It sounds like you've thought through it pretty well.
Bones: 1133, Slots: 116, Anims: 280, Attachments: 10,393, Skins: 313.
1133 is a lot of bones, but could be perfectly fine, depending on the target hardware and especially on what else you are doing in your app. If you can put bones (and constraints) in skins, they only have a performance impact when active.
116 slots doesn't say much. Vertex transforms is a better metric. Be sure to prune every single mesh, eg a max influence of 4 is common. Many tools have a hardcoded limit of 4. Avoid clipping.
280 animations and 313 skins is fine. They take up some storage and memory but otherwise have no limit or performance impact for having many, beyond loading. Avoid deform keys.
10,393 attachments is OK for the editor. As you found, the editor can scale up to around 80k. We might be able to scale farther, but honestly we don't put a lot of effort into that. You probably shouldn't rig 80k attachments in the editor as it would take an ungodly amount of effort. At that scale you definitely want to find other ways to do it.
New skins aren't just texture swaps – they have unique meshes, attachments, and even animations, so artists have to build them in Spine. Can't do it at runtime easily.

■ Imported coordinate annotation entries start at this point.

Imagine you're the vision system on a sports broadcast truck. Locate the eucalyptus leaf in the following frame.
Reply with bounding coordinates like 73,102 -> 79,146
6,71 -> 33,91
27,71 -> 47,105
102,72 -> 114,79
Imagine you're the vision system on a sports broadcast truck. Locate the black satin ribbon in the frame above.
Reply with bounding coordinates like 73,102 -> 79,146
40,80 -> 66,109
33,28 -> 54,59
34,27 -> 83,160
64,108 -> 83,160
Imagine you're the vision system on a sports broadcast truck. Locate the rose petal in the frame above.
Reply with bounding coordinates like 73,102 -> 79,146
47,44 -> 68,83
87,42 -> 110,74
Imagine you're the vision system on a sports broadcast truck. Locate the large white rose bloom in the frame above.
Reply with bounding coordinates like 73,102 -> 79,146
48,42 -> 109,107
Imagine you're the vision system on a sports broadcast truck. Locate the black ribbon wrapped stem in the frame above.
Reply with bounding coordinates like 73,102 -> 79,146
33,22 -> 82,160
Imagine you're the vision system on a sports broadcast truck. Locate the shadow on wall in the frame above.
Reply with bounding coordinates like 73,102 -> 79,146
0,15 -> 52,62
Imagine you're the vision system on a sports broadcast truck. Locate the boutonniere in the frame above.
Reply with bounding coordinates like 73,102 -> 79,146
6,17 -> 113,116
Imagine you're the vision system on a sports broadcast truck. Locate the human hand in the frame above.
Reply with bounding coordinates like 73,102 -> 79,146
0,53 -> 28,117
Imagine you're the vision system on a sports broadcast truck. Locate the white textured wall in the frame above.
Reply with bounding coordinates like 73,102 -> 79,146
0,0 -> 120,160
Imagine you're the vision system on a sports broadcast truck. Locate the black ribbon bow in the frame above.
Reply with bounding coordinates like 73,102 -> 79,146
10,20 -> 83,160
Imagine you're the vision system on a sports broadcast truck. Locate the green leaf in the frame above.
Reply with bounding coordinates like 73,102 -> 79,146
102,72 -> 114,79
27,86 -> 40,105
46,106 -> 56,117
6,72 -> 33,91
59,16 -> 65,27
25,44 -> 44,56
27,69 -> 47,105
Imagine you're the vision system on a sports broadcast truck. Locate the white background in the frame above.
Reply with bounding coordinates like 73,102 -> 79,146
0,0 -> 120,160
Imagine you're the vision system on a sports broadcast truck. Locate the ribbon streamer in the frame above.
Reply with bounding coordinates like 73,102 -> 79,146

Every mesh is truly unique? Are you sure you can't use template attachments? It may be easier (now) not to, but the advantages are great. When using templates the images don't have to be the same, it's normal they have whitespace. With region attachments the whitespace doesn't take up atlas space and doesn't even use up fill rate at runtime, since it is not drawn at all -- prefer regions over meshes where possible.
Editor performance aside, needing to rig tens of thousands of attachments in Spine is very time consuming. Templates and conventions can save a LOT of time and effort, allowing artists to focus solely on generating new content. Even if you need many templates, reuse could still save you a lot.
We don't have a way to do partial skeleton exports. A single skeleton is always exported together, as fracturing it into pieces invites problems that wouldn't otherwise exist. Still, you could export and then break up the data relatively easily. If you do, I suggest doing it with the binary format. However, doing that solely to avoid loading attachment data at runtime isn't worth it IMO. 6MB memory per 10k attachments is reasonable.
Exporting the whole skeleton but only a single skin, so it can be imported back into the editor, isn't great. I think a better idea is (worst case that you can't use templates) to just copy your project, delete all the skins, then juggle 2 (or more) project files. That allows you to scale to any number of attachments, as far as editor performance is concerned.
That works OK as long as you don't change the structure (don't add new bones, slots, or constraints). At some point you probably don't want to keep adding those things anyway. If you do need to change the skeleton, you'll have to change it in all project file copies. That is the fragile part.
With multiple projects, at runtime you may be able to load multiple skeletons, then use skins/attachments from one skeleton in another. Check what references are kept to be sure, there may be some minor fix up. If you mess up and change the skeleton bones/etc things will break.